Comme l’a souligné à juste titre la CGC lors de l’audience, il n’y a aucun obstacle à communiquer le registre unique du personnel aux organisations syndicales sur support informatique, de même qu’il n’y a aucun obstacle à transmettre les déclarations sociales de l’entreprise expurgées des éléments confidentiels.
La mise à disposition au secrétariat de la direction de la CGSS et sous le contrôle des ressources humaines de la listes des électeurs et de la liste pour le calcul de l’effectif de référence ne répond pas non plus à l’exigence d’une négociation loyale compte tenu du contrôle effectué par l’employeur sur cette consultation et du temps nécessairement contraint mis à disposition des organisations syndicales pour exercer leur contrôle.
Les organisations syndicales ont adressé des mails à la direction du la CGSS les 16 et 17 mai 2024 pour réitérer leur demande de se voir communiquer les documents leur permettant un contrôle de l’effectif de l’entreprise, mais en vain.
En conséquence, c’est à juste titre que la DREETS a débouté la CGSS de sa demande de répartition du personnel et des sièges entre les collèges électoraux et a renvoyé l’employeur et les organisations syndicales aux négociations relatives au protocole d’accord préélectoral dans les conditions légales et réglementaires. Il convient de confirmer la décision de la DREETS sur ce point.

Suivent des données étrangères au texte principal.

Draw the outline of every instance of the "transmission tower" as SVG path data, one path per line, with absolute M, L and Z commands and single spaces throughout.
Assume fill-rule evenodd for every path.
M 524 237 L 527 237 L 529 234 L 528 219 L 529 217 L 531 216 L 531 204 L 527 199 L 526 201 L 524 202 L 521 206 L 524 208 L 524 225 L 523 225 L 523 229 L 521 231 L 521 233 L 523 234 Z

Sur la demande au titre de l’amende civile
Aux termes de l’article 32-1 du code de procédure civile celui qui agit en justice de manière dilatoire ou abusive peut être condamné à une amende civile d’un maximum de 10 000 euros sans préjudice des dommages-intérêts qui seraient réclamés.
L'amende civile profite à l'Etat et non à la partie adverse qui n'est pas fondée à faire une demande à ce titre. En conséquence, il y a lieu de débouter l’organisation syndicale FO.
Sur les autres demandes
L’article 700 du code de procédure civile dispose que le juge condamne la partie tenue aux dépens ou qui perd son procès à payer, à l'autre partie la somme qu'il détermine, au titre des frais exposés et non compris dans les dépens, en tenant compte de l'équité ou de la situation économique de la partie condamnée.
L’équité ne commande pas de faire droit à la demande de l’organisation syndicale FO au titre de l’article 700 du code de procédure civile.
Il sera rappelé que conformément à l’article R. 2143-5 du code du travail, le tribunal statue sans frais.
PAR CES MOTIFS
Le tribunal, statuant après débats en audience publique par jugement réputé contradictoire rendu en dernier ressort, mis à disposition au greffe le 15 novembre 2024 ;
Annule la décision de la Directrice de l’Economie, de l’Emploi, du Travail et des Solidarités de la Réunion (DREETS) du 7 juin 2024 en ce qu’elle a renvoyé l’employeur et les organisations syndicales aux négociations relatives au périmètre du CSE ;
Confirme la décision de la Directrice de l’Economie, de l’Emploi, du Travail et des Solidarités de la Réunion (DREETS) en ce qu’elle a débouté la CGSS de sa demande de répartition du personnel et des sièges entre les collèges électoraux et a renvoyé l’employeur et les organisations syndicales aux négociations relatives au protocole d’accord préélectoral dans les conditions légales et réglementaires ;
Déboute les parties de leurs demandes plus amples ou contraires ;
Dit n’y avoir lieu à condamnation au titre de l’article 700 du code de procédure civile ;
Rappelle que la procédure est sans frais conformément à l’article R. 2143-5 du code du travail.
Dit que le délai pour former pourvoi en cassation est de dix jours à compter de la réception de la notification de la présente décision.
Ainsi jugé et prononcée, par mise à disposition du jugement au greffe le 15 novembre 2024, la minute ayant été signée par Madame Cécile VIGNAT, vice-présidente et Madame Sophie RIVIERE, greffière présente lors de débats et lors de la mise à disposition.